Rush’s diplomatic career concluded at the end of Polk’s presidency. But, after he returned to Pennsylvania, his name was increasingly mentioned as a possible nominee of the Democratic Party for the 1852 presidential election. Rush’s skills as a diplomat, however, did not transfer to those of a presidential candidate. In an 1850 letter to a gathering of Pennsylvania Democrats, he addressed the issue of slavery by invoking the Founding Fathers:
I am of those who think that our Union is in danger from [the slavery issue]; not a visionary danger … of a few ultras at each end of the Union, but a danger … of constitutional obligations.… When a Southern man has ventured upon a claim for his fugitive slave … men, otherwise good citizens … have carried their opposition to the verge of treason.… Are the present philanthropists superior, as pure men, wise men, patriotic men, to Washington and his great associates—the Franklins, Adamses, Madisons, Jeffersons … who signed or approved of the federal constitution with all its sanctions of slavery?8
Rush’s suggestion of treason soon came back to haunt him. In September 1851 a Maryland slave owner and his two sons, accompanied by police officers, went to Christiana, Pennsylvania
, to retrieve runaway slaves who were hiding there. The morning after their arrival, they were encircled by approximately eighty African Americans and whites who, on the prior advice of abolitionist leaders, demanded that the slave owner turn back. When the slave owner continued his effort (which had been made legal by the Fugitive Slave Acts of 1793 and 1850), shots were fired and a melee ensued in which the slave owner and one of his sons died. The grand jury indictments that followed were for treason, rather than murder, so that the charges could be (and were) brought against not only those who fired the fatal shots but also everyone else in the gathering and against those who had previously advised them. The antislavery press, citing Rush’s earlier remarks, was not kind to the candidate. Boston’s The Liberator wrote:
Richard Rush mourns over the fact that his state is the only one in which treason has repeatedly been attempted against the United States.… Some [of those indicted] were merely present, looking on but taking no part in the affair. Some simply gave information in advance to the fugitives attempted to be arrested.… All these are indicted for treason, for “levying war”—for treason, according to the United States Constitution, “shall consist only in levying war” or adhering to the enemies of the United States, giving them aid or comfort.

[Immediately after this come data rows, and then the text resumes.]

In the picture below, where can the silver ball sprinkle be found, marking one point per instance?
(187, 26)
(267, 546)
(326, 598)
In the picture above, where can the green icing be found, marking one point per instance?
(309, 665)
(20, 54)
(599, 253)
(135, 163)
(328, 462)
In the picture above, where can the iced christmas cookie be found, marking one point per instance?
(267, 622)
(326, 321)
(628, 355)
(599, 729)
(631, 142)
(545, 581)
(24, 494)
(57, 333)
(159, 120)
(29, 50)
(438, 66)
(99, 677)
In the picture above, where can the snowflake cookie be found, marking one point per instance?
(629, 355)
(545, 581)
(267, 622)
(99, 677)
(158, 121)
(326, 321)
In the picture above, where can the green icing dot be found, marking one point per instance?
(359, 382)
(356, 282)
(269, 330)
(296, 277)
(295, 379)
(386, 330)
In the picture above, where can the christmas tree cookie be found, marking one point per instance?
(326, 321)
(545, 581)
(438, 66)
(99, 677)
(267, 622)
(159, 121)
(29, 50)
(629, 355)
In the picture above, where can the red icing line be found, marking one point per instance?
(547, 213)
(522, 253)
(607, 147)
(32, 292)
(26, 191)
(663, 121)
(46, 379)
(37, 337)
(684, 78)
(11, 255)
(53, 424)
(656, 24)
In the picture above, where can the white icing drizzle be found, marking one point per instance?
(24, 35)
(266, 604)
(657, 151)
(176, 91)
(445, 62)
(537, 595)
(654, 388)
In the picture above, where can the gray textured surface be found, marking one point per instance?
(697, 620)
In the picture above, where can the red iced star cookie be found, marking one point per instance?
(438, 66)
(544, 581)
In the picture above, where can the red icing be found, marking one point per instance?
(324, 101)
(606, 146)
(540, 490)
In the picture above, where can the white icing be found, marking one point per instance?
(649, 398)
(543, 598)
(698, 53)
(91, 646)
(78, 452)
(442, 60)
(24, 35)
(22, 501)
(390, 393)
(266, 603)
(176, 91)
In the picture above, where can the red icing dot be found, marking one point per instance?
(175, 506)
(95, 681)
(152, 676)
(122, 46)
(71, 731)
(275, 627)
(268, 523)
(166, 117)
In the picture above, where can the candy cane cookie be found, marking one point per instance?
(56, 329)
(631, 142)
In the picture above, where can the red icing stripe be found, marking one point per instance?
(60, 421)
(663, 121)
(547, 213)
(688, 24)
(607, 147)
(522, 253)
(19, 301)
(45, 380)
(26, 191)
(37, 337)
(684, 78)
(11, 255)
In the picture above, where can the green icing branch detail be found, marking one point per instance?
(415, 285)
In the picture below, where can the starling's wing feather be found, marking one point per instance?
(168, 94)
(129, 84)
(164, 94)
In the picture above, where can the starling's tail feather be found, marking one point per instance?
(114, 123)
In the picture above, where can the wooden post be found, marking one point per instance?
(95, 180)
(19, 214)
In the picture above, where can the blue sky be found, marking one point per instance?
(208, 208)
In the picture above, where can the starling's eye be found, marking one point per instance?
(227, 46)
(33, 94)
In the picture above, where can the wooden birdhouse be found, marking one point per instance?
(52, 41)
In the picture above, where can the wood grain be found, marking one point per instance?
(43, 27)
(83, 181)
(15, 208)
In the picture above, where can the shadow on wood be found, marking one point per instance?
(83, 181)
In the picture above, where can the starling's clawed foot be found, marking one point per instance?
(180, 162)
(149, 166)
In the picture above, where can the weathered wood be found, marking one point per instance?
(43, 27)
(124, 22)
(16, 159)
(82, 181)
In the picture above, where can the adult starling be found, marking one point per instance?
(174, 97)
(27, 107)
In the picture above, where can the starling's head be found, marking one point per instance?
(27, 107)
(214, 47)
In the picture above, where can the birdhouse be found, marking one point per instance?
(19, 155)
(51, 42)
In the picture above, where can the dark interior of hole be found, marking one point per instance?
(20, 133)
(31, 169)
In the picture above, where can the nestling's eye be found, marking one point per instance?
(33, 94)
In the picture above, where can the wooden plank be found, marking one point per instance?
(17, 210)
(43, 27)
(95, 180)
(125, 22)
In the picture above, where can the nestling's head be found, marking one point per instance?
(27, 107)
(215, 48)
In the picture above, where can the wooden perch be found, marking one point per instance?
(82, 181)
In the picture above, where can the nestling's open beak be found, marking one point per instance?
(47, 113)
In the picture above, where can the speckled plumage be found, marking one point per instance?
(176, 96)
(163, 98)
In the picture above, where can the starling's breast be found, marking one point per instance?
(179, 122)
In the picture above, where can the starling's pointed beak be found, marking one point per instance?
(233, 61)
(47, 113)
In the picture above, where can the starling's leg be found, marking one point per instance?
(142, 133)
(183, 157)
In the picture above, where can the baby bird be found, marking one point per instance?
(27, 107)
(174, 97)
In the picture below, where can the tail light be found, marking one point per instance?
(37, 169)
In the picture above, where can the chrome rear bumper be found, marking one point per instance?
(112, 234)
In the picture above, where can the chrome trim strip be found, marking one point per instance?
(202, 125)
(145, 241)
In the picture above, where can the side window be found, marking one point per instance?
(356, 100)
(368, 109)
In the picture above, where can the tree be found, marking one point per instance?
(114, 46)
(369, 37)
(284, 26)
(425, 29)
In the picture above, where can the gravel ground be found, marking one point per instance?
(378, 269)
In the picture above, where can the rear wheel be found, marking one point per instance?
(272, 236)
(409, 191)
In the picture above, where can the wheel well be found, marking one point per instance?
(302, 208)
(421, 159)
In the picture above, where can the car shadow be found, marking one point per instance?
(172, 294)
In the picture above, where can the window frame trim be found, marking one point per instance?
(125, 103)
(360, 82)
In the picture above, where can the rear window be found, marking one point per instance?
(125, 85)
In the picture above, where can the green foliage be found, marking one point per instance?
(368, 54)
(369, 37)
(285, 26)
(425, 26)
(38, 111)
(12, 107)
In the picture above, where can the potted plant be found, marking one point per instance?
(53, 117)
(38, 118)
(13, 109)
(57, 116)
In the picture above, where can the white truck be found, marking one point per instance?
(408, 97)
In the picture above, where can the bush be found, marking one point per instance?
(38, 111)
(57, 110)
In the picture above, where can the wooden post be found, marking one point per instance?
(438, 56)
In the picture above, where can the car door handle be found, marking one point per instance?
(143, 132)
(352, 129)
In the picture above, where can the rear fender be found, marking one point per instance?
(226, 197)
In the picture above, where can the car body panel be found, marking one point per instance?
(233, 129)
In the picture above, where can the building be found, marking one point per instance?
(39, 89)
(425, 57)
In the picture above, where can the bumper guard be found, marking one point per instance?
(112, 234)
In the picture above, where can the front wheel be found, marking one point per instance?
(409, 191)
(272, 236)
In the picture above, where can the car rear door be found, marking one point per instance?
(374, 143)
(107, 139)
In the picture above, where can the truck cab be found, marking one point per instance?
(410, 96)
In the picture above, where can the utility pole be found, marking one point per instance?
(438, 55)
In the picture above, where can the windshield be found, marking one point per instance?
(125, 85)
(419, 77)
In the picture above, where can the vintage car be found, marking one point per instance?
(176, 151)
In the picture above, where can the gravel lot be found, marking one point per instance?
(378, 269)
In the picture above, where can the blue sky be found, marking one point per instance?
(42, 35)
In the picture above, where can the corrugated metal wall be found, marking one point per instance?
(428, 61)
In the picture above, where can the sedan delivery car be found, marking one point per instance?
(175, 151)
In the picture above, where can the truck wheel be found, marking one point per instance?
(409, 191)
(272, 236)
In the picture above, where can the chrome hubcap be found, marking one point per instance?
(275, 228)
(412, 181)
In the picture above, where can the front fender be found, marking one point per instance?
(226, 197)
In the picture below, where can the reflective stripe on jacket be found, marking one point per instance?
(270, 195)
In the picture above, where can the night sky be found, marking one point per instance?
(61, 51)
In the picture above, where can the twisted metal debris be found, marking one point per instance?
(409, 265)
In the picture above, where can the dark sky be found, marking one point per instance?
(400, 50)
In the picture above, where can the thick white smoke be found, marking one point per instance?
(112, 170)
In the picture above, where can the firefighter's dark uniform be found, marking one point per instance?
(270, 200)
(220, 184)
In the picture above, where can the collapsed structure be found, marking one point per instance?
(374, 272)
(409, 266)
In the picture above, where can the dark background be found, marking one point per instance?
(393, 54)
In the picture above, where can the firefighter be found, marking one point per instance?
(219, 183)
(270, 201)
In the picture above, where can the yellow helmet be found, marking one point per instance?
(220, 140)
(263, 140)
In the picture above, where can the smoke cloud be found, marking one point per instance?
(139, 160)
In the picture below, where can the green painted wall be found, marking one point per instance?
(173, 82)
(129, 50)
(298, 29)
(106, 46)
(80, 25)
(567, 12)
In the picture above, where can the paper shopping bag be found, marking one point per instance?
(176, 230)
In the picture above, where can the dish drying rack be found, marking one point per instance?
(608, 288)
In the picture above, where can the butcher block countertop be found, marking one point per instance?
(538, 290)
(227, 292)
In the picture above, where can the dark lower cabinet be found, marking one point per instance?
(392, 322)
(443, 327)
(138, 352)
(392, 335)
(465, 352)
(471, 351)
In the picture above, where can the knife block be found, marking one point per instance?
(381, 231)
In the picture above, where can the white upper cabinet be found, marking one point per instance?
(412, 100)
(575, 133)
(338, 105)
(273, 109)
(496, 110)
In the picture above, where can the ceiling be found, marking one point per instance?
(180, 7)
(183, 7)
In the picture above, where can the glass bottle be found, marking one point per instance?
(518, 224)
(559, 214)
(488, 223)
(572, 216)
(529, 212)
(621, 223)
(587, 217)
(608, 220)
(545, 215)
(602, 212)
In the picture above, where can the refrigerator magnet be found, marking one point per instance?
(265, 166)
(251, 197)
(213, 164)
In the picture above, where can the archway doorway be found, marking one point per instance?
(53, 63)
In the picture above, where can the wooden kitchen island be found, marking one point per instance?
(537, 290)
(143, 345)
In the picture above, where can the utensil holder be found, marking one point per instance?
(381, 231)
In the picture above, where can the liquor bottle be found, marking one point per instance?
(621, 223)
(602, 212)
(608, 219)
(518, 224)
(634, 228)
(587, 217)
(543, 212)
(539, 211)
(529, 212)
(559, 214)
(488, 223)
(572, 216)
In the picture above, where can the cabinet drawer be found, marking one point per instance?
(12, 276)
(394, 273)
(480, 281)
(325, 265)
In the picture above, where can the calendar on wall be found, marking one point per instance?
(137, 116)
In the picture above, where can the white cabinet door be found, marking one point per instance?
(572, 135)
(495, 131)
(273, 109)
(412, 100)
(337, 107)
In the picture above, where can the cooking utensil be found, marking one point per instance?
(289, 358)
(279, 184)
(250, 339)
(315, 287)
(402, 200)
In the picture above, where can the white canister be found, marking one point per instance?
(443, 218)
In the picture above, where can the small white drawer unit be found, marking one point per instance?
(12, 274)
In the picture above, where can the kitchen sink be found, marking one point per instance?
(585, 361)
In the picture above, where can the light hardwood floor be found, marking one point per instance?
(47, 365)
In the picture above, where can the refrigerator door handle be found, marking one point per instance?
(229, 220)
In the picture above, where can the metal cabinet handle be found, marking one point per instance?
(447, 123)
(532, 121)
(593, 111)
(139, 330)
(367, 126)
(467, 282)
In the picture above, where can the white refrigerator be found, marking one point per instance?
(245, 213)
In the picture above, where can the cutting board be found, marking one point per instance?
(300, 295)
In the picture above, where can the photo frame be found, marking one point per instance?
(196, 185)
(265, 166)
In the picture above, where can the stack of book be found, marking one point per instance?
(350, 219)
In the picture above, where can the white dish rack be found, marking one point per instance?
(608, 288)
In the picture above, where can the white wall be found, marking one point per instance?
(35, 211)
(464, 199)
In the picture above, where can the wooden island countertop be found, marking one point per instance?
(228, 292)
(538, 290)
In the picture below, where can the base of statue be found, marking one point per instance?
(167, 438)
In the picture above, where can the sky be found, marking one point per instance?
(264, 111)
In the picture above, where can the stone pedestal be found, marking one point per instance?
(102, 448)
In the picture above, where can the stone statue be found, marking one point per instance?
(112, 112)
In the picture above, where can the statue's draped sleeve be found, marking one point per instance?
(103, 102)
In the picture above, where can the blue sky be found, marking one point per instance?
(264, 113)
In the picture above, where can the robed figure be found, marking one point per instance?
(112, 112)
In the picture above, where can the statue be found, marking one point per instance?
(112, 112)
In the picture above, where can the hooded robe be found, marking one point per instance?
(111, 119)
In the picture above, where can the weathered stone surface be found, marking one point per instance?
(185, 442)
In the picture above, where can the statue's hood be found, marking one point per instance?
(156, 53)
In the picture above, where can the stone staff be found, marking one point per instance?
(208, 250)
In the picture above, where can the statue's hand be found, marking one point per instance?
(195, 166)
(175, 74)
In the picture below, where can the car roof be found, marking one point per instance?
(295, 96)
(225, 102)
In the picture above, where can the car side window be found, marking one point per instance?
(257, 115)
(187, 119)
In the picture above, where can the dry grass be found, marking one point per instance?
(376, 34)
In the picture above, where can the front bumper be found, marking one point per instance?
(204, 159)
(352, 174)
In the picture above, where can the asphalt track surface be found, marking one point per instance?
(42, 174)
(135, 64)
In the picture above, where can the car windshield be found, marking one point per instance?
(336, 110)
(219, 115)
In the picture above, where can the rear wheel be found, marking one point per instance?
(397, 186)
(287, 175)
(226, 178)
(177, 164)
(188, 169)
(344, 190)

The magazine National Era stated that “Mr. Rush is evidently not the man for the hour. He is timid, fearful, trembling. He does not counsel support of the Fugitive Slave Law because it is proper, just, and right; but [because] the ‘eyes of the South’ are upon Pennsylvania.” In a separate article, the magazine even used Rush’s success as ambassador to France to castigate him in the political arena: “We presume this humane ex-minister studied the philosophy of the guillotine when in Paris.… As cutting off peoples’ heads has proven so efficacious in promoting a holy reverence for law and order in France, the venerable gentleman seems to be under the impression that strangling people must be equally beneficial in Pennsylvania.”